Expanding is a way to indicate power, either as intimidation or a response to a threat, and takes the form of standing upright, straightening the head, thrusting the chin, flaring the nose, puffing the chest, or planting your feet wide, as if ready to fight. While it is born out of a physical response, people still use it to command a room, and express their superiority or wish to speak first. Core patterns demonstrate that it’s never just one gesture, but a collection, or trend of physical actions that make up non verbal communication.

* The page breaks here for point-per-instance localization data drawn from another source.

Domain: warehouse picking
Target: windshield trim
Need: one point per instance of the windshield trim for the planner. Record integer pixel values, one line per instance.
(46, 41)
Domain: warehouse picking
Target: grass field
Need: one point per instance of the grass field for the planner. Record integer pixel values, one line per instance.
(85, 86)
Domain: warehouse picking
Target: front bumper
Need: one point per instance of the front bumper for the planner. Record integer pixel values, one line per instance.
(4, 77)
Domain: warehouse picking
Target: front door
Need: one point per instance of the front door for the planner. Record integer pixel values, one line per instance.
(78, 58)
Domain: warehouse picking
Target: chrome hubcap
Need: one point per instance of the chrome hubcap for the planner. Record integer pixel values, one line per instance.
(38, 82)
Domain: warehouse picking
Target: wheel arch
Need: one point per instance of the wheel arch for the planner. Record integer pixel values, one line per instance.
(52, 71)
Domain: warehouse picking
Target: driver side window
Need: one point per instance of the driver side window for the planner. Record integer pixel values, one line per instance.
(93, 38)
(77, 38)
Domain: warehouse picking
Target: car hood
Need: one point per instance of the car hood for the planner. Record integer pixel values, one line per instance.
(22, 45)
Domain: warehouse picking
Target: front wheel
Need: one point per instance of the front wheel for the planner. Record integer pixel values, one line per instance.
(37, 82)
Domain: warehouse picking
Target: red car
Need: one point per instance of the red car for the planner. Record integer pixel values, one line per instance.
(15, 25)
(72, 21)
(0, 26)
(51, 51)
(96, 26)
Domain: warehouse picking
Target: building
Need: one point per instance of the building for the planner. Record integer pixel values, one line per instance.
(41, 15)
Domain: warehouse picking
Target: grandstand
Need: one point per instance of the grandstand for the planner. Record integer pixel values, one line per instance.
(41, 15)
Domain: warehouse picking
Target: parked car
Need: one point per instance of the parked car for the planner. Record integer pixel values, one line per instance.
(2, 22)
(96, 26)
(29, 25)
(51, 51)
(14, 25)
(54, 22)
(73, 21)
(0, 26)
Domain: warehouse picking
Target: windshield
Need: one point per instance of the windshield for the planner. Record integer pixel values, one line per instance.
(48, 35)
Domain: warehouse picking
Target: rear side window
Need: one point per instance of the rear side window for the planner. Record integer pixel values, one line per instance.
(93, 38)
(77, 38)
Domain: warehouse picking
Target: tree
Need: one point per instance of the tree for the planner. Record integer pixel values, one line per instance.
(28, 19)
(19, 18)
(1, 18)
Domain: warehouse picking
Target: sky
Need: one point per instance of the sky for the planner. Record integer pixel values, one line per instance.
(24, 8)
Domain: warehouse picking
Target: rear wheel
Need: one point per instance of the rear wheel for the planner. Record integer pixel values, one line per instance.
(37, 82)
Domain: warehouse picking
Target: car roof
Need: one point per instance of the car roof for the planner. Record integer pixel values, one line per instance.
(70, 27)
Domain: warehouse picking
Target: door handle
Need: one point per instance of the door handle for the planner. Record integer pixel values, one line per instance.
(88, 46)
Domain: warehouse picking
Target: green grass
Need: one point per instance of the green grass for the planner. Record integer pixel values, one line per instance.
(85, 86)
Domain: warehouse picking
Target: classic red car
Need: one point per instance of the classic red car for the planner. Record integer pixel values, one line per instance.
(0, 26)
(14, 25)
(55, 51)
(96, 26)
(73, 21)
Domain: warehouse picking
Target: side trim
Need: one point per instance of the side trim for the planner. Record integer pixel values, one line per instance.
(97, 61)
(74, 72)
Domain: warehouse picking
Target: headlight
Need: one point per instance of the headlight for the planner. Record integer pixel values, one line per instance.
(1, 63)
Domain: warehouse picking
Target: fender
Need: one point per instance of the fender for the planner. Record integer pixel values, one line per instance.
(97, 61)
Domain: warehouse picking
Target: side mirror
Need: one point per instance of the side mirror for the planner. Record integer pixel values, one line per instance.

More often, verbal and non verbal communication go hand in hand, meaning we intuitively use one to inform the other. For example, people who naturally bond with each other also subconsciously mirror each other. If you are having a good time with someone, you are likely to smile when they smile. According to neurologist research, there is a neuron in the brain responsible for face and facial expression recognition that also triggers the ‘mirroring’ reaction. There is a subconscious desire to express synchronicity with people in non verbal body language.

There are advantages of non verbal communication. You can use this information to develop your non verbal communication skills and create better opportunities for enjoyable engagement. For example, if you are on a date, try to subtly mirror your body position to theirs. This could potentially create a comfortable atmosphere and a level of mutual trust. Or, on a job interview, you can lean in, and cock your head to show interest when the interviewer is talking. Then, mirror his or her body position to achieve of level of camaraderie, or sameness. Only do this if they are not assuming an authoritative body language. If so, you will only appear arrogant or subordinate.

You can even use these body language techniques to induce a better personal experience. According to Psychologia, you can purposefully assume a physical position that in turn affects your emotional state. For example, if you want to feel happy, you can force yourself to smile, usually triggering the same emotion. If you are nervous, try assuming a confident body position, and you are more likely to develop feelings of confidence.

Summary 

If you want to make sure you understand people better, intently listen to them, verbally and non verbally. Focus on being attuned to everything they are saying, and genuinely care about their message. It can help you provide support to a friend even if they are not verbally asking you for it. On the other end, you can use non verbal communication tips to understand how you come across to others. If people think you are arrogant, try mirroring their body position instead, lowering the volume of your voice, and of course, making sure you don’t say narcissistic things.  The insightful perception of non verbal communication allows you better understand others and yourself.